Because phylogatR is a big-data aggregator, it is likely that more fine-scale problems with individual species alignments and georeferenced data are present. In the squamate study, I used an outlier detector (Grubbs test) for π and D and found two species (0.4%) with either individuals missing 95% of their data or lack overlap among most gene fragments. These kinds of problems could be identified prior to analyses with simple scripts that detect missing data beyond some user input threshold or sequence mismatch. I found geographic outliers were caused by taxa that had been introduced well beyond their natural range (e.g.., Hemidactylus geckos). This requires the end user to know about the natural history of their target study organisms and assess if this is a problem for their particular study design.

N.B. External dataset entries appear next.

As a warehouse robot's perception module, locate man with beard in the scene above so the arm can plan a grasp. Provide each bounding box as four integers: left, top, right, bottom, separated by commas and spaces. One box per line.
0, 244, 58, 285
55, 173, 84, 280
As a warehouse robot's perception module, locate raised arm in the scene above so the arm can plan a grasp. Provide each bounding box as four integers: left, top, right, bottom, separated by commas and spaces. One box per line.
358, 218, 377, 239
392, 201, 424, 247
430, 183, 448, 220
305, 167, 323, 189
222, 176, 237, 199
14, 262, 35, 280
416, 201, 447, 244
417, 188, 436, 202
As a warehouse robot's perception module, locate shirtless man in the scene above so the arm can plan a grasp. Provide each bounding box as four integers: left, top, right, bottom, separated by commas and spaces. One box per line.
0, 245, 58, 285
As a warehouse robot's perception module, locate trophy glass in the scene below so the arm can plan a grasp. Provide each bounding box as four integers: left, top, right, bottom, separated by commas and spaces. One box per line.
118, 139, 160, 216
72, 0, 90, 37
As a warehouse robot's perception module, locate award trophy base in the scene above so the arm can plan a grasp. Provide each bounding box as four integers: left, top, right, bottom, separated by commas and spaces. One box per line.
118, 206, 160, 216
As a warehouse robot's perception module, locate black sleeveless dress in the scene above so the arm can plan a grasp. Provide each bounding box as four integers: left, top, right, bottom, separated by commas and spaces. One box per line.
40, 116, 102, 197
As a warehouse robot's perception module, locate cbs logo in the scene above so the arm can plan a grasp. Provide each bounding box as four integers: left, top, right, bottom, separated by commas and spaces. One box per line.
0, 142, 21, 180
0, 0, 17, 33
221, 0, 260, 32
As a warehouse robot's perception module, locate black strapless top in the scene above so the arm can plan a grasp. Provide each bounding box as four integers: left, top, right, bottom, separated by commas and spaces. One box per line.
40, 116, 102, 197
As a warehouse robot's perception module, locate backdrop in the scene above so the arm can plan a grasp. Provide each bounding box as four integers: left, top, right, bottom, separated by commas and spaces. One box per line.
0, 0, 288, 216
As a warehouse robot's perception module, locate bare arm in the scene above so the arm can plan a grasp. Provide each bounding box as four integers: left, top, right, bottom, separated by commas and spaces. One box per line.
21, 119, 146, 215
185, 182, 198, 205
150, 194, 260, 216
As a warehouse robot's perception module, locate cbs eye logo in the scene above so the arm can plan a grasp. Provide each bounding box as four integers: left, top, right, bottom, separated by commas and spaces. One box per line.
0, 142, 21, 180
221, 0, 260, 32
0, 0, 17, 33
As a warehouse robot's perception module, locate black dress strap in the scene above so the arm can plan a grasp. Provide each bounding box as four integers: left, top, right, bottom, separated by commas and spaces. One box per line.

The program phylogatR represents a major leap forward for aggregating all of those phylogeographic datasets accumulating since Avise et al. (1979). The database is easy to use, is a major time saver, and the caveats are clear. I envision some future version of this that scrapes genome-scale data now also accumulating at a massive rate. In the meantime, the current version can facilitate the next generation of comparative ecological and community level analyses of phylogeographic patterns and processes.